The default format prints a Rich table with per-player KDA, gold, net worth, last hits, denies, and hero kills, grouped by team.

python -m gem my_replay.dem
python -m gem my_replay.dem --no-banner        # skip ASCII art
python -m gem my_replay.dem --quiet            # minimal output

JSON output

With --format json, the full ParsedMatch structure is serialised to JSON. Omit --output to print to stdout (useful for piping):

# Print to stdout
python -m gem my_replay.dem --format json

# Write to a file
python -m gem parse my_replay.dem --format json --output match.json

Timings go to stderr when JSON is on stdout, so piping works cleanly:

python -m gem my_replay.dem --format json --timings > match.json

Parquet output

--format parquet writes one .parquet file per DataFrame table into --output:

python -m gem parse my_replay.dem --format parquet --output ./out/
# Writes: out/players.parquet, out/combat_log.parquet, out/wards.parquet, ...

Parquet dependency

Requires pyarrow (recommended) or fastparquet:

pip install pyarrow


batch — parallel multi-replay processing

python -m gem batch <source> [options]

<source> is either a directory path or one or more explicit .dem file paths.
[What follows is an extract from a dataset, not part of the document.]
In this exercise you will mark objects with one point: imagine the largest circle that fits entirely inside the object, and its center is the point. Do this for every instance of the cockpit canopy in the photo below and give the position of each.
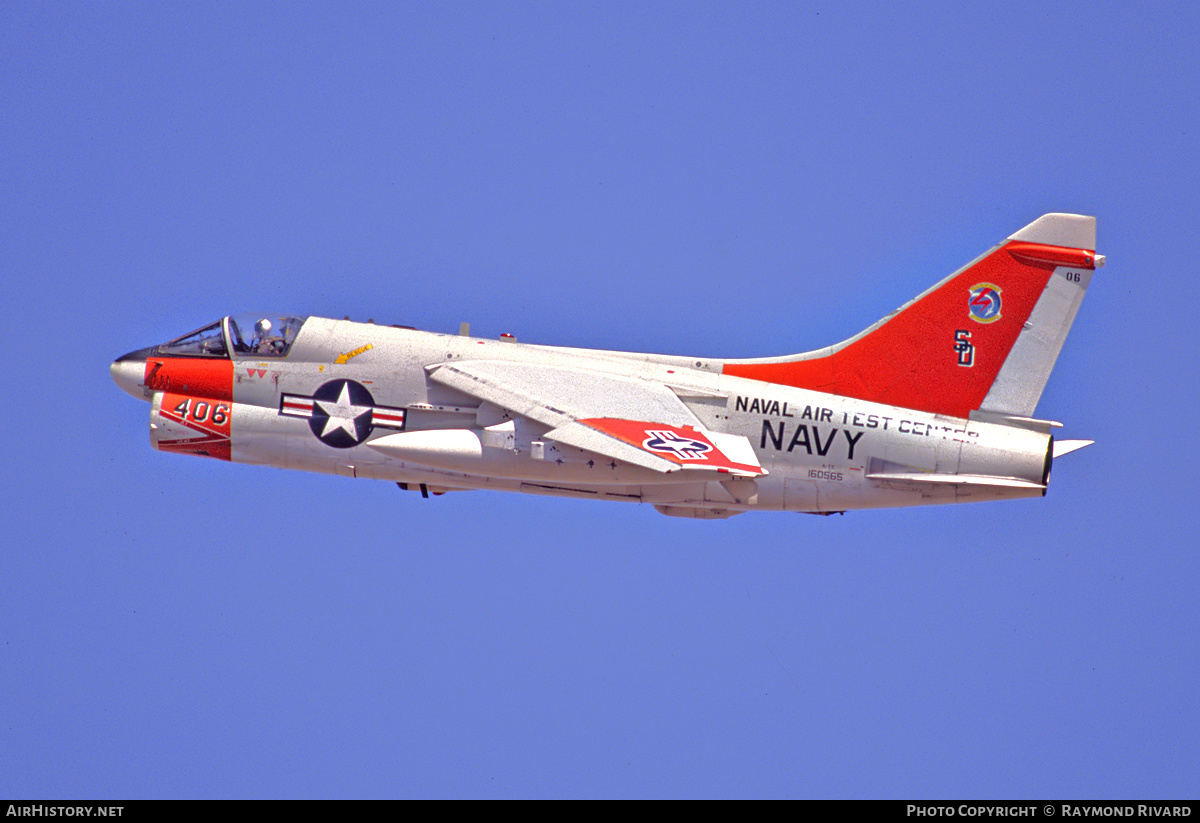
(245, 336)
Option Values Default Description
<source> directory or file list Replay(s) to parse
--format parquet, dataframe parquet Output format
--output directory Required. Root output directory
--workers integer os.cpu_count() Number of parallel worker processes
--recursive flag off Scan <source> directory recursively
--progress flag off Show a Rich progress bar
--timings flag off Print timing breakdown after all replays
--quiet, -q flag off Suppress all non-essential output

--format parquet

Each replay gets its own subdirectory under --output:

python -m gem batch replays/ --format parquet --output ./out

# Output layout:
# out/
#   match_6789/
#     players.parquet
#     combat_log.parquet
#     wards.parquet
#     ...
#   match_6790/
#     ...

--format dataframe

All replays are concatenated into one set of DataFrames, then written as a flat set of .parquet files under --output. Each row includes a match_path column for provenance.
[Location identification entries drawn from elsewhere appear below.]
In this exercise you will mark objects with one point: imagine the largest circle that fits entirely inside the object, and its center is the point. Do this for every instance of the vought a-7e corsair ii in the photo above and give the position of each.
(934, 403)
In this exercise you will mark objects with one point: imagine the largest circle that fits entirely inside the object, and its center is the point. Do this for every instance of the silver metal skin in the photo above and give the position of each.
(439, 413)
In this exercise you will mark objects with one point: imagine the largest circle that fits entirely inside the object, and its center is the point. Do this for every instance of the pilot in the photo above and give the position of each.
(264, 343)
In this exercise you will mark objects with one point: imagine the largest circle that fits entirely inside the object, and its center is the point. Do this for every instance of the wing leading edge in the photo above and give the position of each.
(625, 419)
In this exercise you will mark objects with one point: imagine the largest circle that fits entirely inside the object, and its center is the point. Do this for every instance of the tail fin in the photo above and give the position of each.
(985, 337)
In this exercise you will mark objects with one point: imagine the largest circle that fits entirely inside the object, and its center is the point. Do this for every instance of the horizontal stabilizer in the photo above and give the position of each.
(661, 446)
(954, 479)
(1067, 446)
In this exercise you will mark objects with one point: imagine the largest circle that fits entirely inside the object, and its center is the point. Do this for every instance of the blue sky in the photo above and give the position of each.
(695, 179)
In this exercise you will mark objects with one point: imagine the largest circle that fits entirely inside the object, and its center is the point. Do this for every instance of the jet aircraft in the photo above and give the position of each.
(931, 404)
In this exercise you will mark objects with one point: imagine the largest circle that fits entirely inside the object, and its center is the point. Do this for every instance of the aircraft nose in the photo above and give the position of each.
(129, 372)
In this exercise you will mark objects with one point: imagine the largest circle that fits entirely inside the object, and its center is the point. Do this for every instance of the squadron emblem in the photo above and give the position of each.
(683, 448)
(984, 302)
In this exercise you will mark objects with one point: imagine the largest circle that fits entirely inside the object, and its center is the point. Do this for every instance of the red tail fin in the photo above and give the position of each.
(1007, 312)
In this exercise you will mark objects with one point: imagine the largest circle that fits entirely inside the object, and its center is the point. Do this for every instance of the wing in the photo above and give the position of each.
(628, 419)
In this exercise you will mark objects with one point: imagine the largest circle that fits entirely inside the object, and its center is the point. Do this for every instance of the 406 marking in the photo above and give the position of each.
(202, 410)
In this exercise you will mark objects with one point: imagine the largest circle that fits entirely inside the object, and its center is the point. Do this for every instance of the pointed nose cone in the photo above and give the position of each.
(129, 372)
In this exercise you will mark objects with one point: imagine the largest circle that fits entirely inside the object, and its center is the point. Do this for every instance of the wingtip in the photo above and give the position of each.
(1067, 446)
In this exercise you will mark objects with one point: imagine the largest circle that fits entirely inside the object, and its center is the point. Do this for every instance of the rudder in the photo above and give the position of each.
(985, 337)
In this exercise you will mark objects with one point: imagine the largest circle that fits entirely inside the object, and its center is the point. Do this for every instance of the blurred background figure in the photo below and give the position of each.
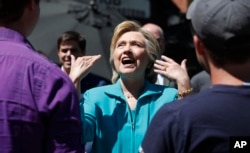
(39, 105)
(69, 44)
(174, 75)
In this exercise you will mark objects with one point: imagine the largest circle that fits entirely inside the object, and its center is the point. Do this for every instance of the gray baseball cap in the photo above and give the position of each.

python -m gem batch replays/ --format dataframe --output ./out

# Output layout:
# out/
#   players.parquet       ← rows from all replays
#   combat_log.parquet
#   match.parquet
#   ...

This is equivalent to calling gem.parse_many_to_dataframe() and writing the result to disk.

Parallelism

By default gem uses all CPU cores. Cap workers for lighter load:

python -m gem batch replays/ --format parquet --output ./out --workers 4

Exit codes

The batch command exits with code 0 even when some replays fail. A summary table of failed replays is printed to stderr — always check it.

Tip

Start with --workers 4 on shared machines to leave cores free for other processes. On a dedicated parsing box, omit --workers to use all cores.


Python API equivalents

All CLI operations have direct Python equivalents:

import gem

# parse → summary  (inspect ParsedMatch directly)
match = gem.parse("my_replay.dem")

# parse → json
json_str = gem.parse_to_json("my_replay.dem", indent=2)

# parse → parquet
gem.parse_to_parquet("my_replay.dem", output_dir="./out")

# batch → list of ParseResult
results = gem.parse_many("replays/", workers=4)

# batch → concatenated DataFrames
dfs = gem.parse_many_to_dataframe("replays/", workers=4)
dfs["players"]  # has a match_path column

# batch → parquet (one subdir per replay)
gem.parse_many_to_parquet("replays/", output_dir="./out", workers=4)

See the API Reference for full parameter documentation.